Bemidji Pioneer: Students lead a push for new consent policies at BSU and Minnesota State

Last week, Bemidji State University’s student senate unanimously recommended the school update its sexual violence policy to include “affirmative consent,” a move that would tighten the standard from the absence of a “no” to an unambiguous “yes” that can be revoked at any time. A current dating relationship or past sexual relationship wouldn’t prove consent, either, nor would it be the basis for future consent.

The move dovetails with a broader push to implement the same policy at Minnesota State’s 37 colleges and universities, and the system’s board of trustees could vote to implement it as early as March.

“This is something that would definitely benefit students because, if there are sexual assault cases, if there are sexual violence cases, this would help the university investigators and help the victim as well,” said Eshfaq Ullah, BSU’s student senate president.

Ullah serves on the board of Students United, a statewide student advocacy group that endorsed the change last fall and got the ball rolling on the updated policy.

“It all came from students,” Ullah said.

Lexy Byler, a Minnesota State University Moorhead student and vice chair of Students United, said the policy aims to remove all doubt that people engaging in sex are willing participants.

“You shouldn’t be feeling like there’s any question about it,” she said. “It’s trying to eliminate that gray area.”

BSU administrators still need to sign off on the student senate’s measure. Scott Faust, a university spokesperson, said BSU President Faith Hensrud and other leaders are interested in and supportive of the student initiative’s intent.

Minnesota State’s existing sexual violence policy was adopted in 2004 and later updated to further define consent and add language about stalking. BSU’s is virtually identical to it, and was last reviewed in September 2016.

BSU staff reported more than 0 but fewer than 10 sexual assaults there in 2016, the most recent year for which data was available on the school’s website. (The school doesn’t specify numbers between 0 and 10 to protect identities.)

Byler said Students United has been working on affirmative consent for at least three years but it’s been their No. 1 priority this year. She expects it’ll pass in March, in part because of momentum from the nationwide #MeToo movement to end sexual violence.

“You can’t ignore the climate right now in the United States,” she said. “This is something that has really wide support among our students.”

Affirmative consent more widespread

Antioch College in Ohio was the first to implement affirmative consent language, in 1991, to much ridicule. But it’s becoming the norm now.

California made it mandatory for their colleges in 2014, and New York did the same a year later. Today, well over a thousand U.S. colleges have implemented similar policies, including the University of Minnesota, in 2015.

Katie Eichele, director of the Aurora Center, which serves the University of Minnesota-Twin Cities, said asking permission for sex may not come naturally to older generations, but college students seem to get it.

“From our educational data, we know that many of our students coming into our campus believe in asking for and getting consent,” she said.

Samantha Harris, vice president of policy research for the nonprofit Foundation for Individual Rights in Education (FIRE), said affirmative consent is “a model for ideal communication between sexual partners” but it makes for bad college policy.
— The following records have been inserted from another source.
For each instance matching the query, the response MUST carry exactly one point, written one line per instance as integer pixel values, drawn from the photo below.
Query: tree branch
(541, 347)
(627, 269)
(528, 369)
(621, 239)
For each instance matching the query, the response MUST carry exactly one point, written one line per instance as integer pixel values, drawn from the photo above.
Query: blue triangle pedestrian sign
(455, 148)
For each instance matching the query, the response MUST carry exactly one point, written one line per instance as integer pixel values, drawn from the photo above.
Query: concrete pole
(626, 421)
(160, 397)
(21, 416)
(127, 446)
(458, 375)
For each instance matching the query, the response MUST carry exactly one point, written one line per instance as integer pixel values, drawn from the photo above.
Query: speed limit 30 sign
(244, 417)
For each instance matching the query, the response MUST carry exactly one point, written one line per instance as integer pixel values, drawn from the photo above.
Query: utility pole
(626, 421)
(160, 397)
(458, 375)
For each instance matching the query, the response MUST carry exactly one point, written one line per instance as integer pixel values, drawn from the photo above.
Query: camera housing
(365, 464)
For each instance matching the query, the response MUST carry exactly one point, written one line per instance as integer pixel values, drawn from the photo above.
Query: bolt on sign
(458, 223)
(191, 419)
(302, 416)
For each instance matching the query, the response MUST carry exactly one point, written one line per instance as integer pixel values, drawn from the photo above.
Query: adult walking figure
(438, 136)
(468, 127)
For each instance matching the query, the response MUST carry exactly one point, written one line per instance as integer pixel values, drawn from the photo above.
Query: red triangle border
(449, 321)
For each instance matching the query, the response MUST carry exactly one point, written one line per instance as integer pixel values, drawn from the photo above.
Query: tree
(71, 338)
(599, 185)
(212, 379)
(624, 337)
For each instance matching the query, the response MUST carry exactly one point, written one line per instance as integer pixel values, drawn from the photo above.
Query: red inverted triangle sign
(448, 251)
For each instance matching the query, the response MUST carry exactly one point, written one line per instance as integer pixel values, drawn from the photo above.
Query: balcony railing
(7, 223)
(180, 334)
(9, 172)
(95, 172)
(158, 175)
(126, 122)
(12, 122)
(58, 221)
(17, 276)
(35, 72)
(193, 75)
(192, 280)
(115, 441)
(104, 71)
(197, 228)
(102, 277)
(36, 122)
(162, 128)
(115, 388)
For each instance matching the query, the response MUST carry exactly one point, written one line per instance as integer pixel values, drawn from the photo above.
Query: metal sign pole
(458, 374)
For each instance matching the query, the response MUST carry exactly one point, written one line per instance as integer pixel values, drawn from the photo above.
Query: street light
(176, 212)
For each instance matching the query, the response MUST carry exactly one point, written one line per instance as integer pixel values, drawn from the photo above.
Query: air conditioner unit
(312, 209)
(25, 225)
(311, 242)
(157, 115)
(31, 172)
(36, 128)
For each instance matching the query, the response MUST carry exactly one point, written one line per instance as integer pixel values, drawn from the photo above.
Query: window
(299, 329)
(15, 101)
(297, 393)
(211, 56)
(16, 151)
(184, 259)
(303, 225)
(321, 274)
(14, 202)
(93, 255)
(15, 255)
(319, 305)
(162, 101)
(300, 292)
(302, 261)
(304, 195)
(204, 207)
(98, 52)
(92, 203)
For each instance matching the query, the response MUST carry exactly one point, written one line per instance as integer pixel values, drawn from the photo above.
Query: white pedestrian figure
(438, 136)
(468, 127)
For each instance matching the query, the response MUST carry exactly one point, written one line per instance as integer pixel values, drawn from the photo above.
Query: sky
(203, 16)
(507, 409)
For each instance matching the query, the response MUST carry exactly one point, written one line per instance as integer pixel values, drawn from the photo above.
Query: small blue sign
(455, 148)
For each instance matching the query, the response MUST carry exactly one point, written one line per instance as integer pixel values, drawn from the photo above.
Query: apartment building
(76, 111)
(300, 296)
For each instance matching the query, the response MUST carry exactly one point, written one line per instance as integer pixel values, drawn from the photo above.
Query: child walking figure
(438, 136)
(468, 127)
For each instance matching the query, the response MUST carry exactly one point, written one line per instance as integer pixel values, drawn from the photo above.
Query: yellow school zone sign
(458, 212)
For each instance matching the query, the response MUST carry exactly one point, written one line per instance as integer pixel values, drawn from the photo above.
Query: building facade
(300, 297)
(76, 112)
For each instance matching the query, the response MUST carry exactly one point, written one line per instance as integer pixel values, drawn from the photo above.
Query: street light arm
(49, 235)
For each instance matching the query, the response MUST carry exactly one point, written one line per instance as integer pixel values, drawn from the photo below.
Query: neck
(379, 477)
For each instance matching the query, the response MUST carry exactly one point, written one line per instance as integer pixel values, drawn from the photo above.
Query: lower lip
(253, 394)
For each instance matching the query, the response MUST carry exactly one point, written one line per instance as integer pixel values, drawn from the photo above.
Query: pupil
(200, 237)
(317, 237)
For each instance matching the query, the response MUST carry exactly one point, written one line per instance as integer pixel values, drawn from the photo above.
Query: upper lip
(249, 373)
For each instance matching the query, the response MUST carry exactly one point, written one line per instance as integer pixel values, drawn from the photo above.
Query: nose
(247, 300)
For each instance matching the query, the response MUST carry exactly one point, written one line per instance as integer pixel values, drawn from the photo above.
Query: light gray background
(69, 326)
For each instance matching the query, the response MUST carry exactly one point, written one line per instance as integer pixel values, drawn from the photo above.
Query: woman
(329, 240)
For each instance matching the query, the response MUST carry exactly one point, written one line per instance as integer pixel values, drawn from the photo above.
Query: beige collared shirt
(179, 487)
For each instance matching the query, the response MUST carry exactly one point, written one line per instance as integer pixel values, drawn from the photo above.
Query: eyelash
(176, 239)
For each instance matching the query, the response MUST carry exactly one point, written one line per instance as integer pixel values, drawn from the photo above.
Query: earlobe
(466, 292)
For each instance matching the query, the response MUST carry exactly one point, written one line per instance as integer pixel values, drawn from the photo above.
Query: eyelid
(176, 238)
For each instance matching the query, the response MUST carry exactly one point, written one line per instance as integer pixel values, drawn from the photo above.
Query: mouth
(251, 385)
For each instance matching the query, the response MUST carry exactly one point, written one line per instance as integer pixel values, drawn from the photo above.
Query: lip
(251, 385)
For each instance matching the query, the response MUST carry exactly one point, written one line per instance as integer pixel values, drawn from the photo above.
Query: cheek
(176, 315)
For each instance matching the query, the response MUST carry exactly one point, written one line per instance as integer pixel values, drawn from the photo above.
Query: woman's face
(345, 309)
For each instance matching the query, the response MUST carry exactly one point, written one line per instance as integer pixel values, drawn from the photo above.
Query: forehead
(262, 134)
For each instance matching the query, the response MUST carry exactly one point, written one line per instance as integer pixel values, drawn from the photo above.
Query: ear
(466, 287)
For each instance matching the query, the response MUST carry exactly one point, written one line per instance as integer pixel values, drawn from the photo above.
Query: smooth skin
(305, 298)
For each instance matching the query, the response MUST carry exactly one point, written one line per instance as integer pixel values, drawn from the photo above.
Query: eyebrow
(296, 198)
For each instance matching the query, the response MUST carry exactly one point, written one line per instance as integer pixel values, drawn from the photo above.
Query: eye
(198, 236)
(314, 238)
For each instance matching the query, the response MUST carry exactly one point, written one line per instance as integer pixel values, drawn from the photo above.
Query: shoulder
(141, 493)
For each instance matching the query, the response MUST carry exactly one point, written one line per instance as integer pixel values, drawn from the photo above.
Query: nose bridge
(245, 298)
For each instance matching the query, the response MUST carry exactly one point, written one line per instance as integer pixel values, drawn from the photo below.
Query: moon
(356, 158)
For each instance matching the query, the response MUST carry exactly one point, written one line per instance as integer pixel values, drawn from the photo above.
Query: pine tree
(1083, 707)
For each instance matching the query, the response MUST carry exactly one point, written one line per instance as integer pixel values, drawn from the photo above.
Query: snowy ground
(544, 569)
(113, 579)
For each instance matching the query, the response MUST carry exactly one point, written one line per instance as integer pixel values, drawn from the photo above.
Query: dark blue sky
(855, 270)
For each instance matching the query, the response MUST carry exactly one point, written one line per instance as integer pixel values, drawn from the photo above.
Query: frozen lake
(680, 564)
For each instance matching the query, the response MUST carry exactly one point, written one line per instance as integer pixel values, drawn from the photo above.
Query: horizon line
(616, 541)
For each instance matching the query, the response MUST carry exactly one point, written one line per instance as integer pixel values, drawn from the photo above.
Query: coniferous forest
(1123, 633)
“There is consensual sex that happens without that due diligence,” she said.

Harris said such policies are especially fraught because compared with the criminal justice system, it’s relatively easy to be punished for a student conduct violation. Most colleges use the “preponderance of the evidence” standard and don’t guarantee access to a lawyer or the right to question the accuser.

“Students can be expelled from school often with very little process,” Harris said. “I wonder whether they’ve truly thought through the implications.”

Josh Verges at the St. Paul Pioneer Press, a Forum News Service partner, contributed to this story.